It is the first thing you see from the ferry and the last thing the sun touches at night: a single enormous marble doorway, standing alone on a rocky islet off the harbour, framing nothing but sky and sea. This is the Portara, the unfinished gate of a temple to Apollo begun 2,500 years ago and never completed. It has become the emblem of Naxos, the largest island in the Cyclades and, by happy accident, one of the least overrun. Too small a port for cruise ships and overshadowed by nearby Santorini, Naxos has quietly kept its crowds thin and its interior wild.
Walk out along the causeway from Naxos Town, which everyone calls Chora, and the Portara grows from a distant frame into a structure of staggering scale, two upright marble blocks and a lintel that have stood since the 6th century BC. The temple behind it was never built, and that incompleteness is the point: the doorway opens onto open water and changing light. Sunset is the moment to be here, when the marble warms to honey and the islet fills with people who have come to watch the sky burn behind the gate. The locals swim on both sides of the causeway, and where the eastern water deepens, on a calm day you can dive down to find ancient columns that toppled from the temple and now rest on the seabed.
Naxos is famous for beaches, and most of the island's west coast is effectively one long ribbon of sand washed by clear azure water. South from Chora they come in a string of names worth learning: Agios Prokopios, Agia Anna, Plaka, Orkos, Mikri Vigla, Kastraki, and Alyko. Some catch the wind just right and have become magnets for windsurfers and kitesurfers; others, screened by dunes and trees, are quiet enough for naturists. The further south you go, the more the crowds thin out. Over on the eastern coast the mood changes entirely, where the tiny harbours of Lionas and Moutsouna stay picturesque and calm even in high summer, each with a taverna and a beach and a newly paved road threading past secluded bays.

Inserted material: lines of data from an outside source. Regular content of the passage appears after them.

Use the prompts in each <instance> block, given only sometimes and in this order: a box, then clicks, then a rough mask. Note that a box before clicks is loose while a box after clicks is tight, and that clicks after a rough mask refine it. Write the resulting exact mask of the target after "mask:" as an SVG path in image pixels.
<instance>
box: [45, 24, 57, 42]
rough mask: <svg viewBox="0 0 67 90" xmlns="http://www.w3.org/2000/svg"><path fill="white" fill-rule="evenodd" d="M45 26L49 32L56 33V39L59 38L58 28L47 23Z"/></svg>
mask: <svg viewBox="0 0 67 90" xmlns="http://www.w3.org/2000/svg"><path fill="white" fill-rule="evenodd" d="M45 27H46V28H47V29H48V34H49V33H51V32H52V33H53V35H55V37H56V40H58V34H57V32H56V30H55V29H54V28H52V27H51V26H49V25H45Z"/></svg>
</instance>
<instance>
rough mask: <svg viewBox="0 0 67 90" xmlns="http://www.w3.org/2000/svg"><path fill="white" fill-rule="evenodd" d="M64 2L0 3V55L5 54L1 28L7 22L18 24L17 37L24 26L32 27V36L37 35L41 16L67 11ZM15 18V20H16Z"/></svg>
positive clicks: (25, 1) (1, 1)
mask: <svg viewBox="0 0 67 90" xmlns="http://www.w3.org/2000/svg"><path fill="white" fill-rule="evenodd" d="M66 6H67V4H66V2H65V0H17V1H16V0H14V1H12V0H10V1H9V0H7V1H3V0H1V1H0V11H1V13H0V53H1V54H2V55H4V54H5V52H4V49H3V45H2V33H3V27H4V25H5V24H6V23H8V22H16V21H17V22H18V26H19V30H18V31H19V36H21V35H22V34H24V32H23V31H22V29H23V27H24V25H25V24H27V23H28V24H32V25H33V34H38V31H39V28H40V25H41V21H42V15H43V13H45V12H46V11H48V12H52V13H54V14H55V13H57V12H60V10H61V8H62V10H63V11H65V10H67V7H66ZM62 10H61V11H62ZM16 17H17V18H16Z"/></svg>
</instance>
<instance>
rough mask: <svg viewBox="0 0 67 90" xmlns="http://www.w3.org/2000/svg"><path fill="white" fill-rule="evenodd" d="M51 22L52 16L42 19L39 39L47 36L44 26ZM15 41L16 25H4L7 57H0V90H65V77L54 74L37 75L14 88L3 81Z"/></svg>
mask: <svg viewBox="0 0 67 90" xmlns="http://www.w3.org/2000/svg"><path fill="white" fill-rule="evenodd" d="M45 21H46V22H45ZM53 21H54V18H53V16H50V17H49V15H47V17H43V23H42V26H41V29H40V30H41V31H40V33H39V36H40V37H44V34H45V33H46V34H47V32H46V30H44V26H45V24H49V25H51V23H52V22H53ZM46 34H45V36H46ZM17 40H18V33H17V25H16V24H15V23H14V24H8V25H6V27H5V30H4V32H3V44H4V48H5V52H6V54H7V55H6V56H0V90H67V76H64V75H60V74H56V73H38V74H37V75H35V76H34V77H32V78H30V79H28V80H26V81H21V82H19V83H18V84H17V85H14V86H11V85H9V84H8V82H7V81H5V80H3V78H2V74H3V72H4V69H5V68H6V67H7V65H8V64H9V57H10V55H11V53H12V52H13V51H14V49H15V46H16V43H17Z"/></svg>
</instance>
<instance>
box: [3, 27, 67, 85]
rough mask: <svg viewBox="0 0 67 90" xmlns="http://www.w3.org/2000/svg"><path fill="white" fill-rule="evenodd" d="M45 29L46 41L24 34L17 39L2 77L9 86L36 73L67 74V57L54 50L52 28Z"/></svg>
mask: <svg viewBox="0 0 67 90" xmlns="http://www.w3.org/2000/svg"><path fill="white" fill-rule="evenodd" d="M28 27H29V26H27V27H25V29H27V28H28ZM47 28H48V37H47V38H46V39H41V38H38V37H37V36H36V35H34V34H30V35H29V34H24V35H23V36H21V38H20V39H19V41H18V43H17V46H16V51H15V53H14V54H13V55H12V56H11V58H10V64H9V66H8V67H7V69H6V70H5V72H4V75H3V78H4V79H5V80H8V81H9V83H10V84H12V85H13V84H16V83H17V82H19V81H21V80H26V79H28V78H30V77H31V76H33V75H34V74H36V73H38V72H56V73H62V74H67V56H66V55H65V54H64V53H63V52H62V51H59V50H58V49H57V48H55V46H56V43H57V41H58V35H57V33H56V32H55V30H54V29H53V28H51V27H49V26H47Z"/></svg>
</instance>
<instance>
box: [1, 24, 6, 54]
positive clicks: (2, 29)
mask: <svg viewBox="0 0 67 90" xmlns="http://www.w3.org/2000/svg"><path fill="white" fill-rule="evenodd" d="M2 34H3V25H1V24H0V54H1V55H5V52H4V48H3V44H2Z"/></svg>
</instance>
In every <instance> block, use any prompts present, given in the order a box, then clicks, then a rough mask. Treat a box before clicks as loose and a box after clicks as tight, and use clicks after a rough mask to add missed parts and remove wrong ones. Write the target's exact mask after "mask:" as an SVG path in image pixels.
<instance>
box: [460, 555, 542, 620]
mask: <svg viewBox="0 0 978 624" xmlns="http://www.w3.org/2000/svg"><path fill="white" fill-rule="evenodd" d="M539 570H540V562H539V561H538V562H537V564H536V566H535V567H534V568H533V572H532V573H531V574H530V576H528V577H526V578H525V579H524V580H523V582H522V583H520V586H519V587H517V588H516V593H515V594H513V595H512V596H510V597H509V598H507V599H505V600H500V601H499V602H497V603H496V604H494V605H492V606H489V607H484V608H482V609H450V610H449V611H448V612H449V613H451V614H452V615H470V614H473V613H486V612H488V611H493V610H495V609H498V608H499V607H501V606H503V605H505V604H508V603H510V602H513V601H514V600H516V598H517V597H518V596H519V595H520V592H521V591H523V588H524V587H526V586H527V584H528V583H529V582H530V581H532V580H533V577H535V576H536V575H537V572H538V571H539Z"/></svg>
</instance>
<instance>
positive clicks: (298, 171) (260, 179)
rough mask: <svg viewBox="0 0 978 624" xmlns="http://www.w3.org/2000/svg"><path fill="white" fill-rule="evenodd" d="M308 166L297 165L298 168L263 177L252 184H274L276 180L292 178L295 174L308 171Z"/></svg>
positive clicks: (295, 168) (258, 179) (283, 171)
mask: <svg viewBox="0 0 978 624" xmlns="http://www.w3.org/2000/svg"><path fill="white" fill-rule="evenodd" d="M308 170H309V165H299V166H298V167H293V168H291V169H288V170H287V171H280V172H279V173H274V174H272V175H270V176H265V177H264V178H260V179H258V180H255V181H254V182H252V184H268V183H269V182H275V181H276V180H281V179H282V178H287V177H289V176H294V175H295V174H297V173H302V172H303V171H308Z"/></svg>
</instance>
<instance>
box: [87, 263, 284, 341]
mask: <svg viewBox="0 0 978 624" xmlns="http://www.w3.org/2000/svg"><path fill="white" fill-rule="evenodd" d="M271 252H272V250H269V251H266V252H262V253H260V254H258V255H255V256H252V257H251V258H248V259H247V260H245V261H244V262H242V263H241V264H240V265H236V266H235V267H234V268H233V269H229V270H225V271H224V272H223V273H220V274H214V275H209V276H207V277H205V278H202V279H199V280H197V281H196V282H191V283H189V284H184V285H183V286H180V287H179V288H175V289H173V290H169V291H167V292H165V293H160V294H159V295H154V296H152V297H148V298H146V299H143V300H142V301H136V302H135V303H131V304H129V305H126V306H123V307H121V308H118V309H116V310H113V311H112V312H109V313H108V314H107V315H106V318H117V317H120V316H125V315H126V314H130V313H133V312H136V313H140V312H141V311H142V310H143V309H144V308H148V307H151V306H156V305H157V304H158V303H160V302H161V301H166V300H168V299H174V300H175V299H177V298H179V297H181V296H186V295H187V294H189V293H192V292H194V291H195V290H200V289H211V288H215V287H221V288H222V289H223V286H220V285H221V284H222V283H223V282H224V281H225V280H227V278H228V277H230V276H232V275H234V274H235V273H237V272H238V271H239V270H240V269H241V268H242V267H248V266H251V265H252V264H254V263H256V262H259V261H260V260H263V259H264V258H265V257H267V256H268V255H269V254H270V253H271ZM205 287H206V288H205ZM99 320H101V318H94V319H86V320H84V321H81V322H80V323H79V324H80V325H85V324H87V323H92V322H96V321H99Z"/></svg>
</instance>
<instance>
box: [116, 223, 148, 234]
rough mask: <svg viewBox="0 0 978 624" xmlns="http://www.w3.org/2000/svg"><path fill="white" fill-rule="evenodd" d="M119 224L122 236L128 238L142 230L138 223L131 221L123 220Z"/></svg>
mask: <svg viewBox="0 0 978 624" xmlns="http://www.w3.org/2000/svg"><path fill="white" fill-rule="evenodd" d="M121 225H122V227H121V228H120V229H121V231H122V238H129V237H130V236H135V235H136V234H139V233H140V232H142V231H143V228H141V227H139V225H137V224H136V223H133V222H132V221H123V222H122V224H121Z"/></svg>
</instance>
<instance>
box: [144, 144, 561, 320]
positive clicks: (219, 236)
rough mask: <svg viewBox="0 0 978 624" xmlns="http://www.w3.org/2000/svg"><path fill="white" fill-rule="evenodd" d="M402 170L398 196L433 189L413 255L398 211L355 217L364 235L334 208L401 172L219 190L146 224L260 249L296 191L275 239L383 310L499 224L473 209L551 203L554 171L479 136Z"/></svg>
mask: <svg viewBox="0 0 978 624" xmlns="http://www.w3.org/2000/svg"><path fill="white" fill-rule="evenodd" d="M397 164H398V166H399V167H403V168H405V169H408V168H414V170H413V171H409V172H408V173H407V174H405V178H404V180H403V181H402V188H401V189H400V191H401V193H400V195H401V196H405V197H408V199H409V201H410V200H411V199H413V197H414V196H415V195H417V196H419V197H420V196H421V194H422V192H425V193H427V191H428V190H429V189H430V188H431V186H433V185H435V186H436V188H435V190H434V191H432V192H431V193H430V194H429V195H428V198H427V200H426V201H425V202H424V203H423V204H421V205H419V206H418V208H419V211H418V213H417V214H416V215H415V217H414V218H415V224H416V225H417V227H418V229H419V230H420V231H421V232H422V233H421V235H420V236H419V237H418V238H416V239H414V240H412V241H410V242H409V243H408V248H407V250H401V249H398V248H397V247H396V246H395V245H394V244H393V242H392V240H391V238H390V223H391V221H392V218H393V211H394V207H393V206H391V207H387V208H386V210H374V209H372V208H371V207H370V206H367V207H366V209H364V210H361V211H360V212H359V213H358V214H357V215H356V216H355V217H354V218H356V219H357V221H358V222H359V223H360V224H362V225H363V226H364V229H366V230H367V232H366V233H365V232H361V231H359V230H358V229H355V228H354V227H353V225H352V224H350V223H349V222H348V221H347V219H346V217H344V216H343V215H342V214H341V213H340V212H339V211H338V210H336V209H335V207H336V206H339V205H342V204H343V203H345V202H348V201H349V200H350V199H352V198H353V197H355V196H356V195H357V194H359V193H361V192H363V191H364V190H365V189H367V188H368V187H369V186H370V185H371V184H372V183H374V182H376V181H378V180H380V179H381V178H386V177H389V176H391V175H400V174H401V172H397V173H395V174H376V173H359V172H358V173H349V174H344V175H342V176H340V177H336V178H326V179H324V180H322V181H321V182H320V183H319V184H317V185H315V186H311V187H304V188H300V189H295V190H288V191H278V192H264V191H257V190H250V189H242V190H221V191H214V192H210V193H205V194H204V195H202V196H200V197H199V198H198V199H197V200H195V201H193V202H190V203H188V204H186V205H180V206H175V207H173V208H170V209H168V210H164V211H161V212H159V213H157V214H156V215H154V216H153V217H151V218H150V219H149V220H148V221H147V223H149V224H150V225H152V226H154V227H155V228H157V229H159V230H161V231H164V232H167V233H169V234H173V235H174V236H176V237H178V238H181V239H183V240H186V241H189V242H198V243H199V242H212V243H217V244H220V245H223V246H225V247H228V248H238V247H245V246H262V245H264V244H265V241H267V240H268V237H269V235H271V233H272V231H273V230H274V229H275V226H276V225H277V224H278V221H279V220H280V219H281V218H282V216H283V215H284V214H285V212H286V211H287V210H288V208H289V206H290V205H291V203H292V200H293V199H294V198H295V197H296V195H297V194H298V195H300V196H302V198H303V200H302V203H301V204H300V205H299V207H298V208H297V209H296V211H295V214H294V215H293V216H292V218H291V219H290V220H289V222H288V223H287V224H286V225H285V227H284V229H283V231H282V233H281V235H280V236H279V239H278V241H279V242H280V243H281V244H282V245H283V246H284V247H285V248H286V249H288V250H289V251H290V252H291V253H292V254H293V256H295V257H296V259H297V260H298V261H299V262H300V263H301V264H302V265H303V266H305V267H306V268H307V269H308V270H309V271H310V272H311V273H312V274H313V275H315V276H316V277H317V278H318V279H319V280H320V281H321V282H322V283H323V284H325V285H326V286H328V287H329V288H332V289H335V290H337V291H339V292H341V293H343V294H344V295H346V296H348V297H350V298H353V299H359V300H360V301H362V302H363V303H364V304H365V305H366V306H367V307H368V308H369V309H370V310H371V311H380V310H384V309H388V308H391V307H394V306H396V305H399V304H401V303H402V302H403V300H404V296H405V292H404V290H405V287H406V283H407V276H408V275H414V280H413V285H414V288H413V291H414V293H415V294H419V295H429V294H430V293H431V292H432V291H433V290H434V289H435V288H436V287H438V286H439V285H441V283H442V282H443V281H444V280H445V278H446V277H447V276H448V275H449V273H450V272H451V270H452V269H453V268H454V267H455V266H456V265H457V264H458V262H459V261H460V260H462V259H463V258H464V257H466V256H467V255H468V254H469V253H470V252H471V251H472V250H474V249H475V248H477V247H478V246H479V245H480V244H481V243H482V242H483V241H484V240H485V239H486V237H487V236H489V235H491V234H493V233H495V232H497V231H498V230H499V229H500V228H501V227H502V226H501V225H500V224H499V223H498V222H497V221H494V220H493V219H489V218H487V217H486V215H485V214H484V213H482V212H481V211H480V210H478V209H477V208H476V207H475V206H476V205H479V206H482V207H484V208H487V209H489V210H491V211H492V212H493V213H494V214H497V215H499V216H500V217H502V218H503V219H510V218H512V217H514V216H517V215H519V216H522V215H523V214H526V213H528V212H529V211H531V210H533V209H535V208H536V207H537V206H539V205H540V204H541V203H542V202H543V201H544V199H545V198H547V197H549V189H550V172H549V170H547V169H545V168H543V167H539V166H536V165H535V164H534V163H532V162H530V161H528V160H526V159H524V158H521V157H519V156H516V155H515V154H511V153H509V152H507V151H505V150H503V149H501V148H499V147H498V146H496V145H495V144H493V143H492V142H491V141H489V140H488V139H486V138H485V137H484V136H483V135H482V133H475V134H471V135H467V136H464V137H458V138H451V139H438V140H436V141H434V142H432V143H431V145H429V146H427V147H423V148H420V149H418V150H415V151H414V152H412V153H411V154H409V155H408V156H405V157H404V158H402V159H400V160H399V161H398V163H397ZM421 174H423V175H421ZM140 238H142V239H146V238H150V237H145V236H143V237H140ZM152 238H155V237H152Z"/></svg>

Most visitors never leave the coast, which is exactly why the centre of Naxos is so rewarding. Head about 10 kilometres inland and the flat shoreline gives way to lush green mountain valleys, ancient olive and lemon groves, and narrow gorges where streams run past terrapins sunning on the rocks. This is the most fertile of the Cyclades, green where its neighbours are brown, kept watered by mountains high enough that fully cloudless days are rare. The villages here are older than the beach towns, with Bronze Age roots, perched high with steep, twisting lanes built to confound pirates. Halki shows off elegant neo-classical houses beneath a cluster of red roofs; Apiranthos dazzles with marble-paved alleys, arched passages, and four small museums; and Filoti climbs the slopes below the island's great peak.
Above the valley of Filoti rises Mount Zas, also called Mount Zeus, and at just over a thousand metres it is the highest point in all the Cyclades. Its marble slopes climb steeply to a sharp summit, and on a very clear day you can see all the way to the coast of Turkey. The path up from the Agia Marina chapel on the north side is the gentler route, marked and dotted with fresh-water fountains; the southern approach is steeper, rockier, and passes the cave once linked to the infant Zeus. The climb rewards the effort with one of the great views of the Aegean, a slow turning panorama of islands scattered across the sea in every direction.
Naxos sits at the heart of the Aegean ferry network, a few hours from Athens by boat and just two from Santorini, with a small airport offering quick hops from the capital. On the island, a quad bike is the traveller's friend, more stable than a scooter and narrow enough to survive an encounter with a truck on a blind mountain bend, with the bonus of an open view as you drive. Ten bus lines reach every village, though some only three times a day, and the morning bus runs full of local grandmothers heading to market. Try the island's own kitron liqueur, distilled in Halki from an exotic citrus, and the famous Naxian potatoes. Be warned: the island has a way of holding on to people. As locals like to say, plenty of visitors meant to stay a few days and never quite left, living proof of Ariadne, the Cretan princess abandoned here who became, in the old myth, the bride of Dionysus.
Located at 37.083°N, 25.467°E, the largest of the Cyclades in the central Aegean. Naxos Island National Airport (LGNX) lies just southwest of Chora on the flat western coastal plain; the long sandy west coast and the Portara islet off the harbour are obvious landmarks. The terrain rises sharply inland to a green mountainous interior crowned by Mount Zas (just over 1,000 m), the highest peak in the Cyclades, which generates orographic cloud and turbulence. Best viewing altitude 3,000-6,000 ft AGL; expect the strong northerly meltemi wind in summer, clearer and calmer air in early morning, and rare but very heavy rain in the cooler months.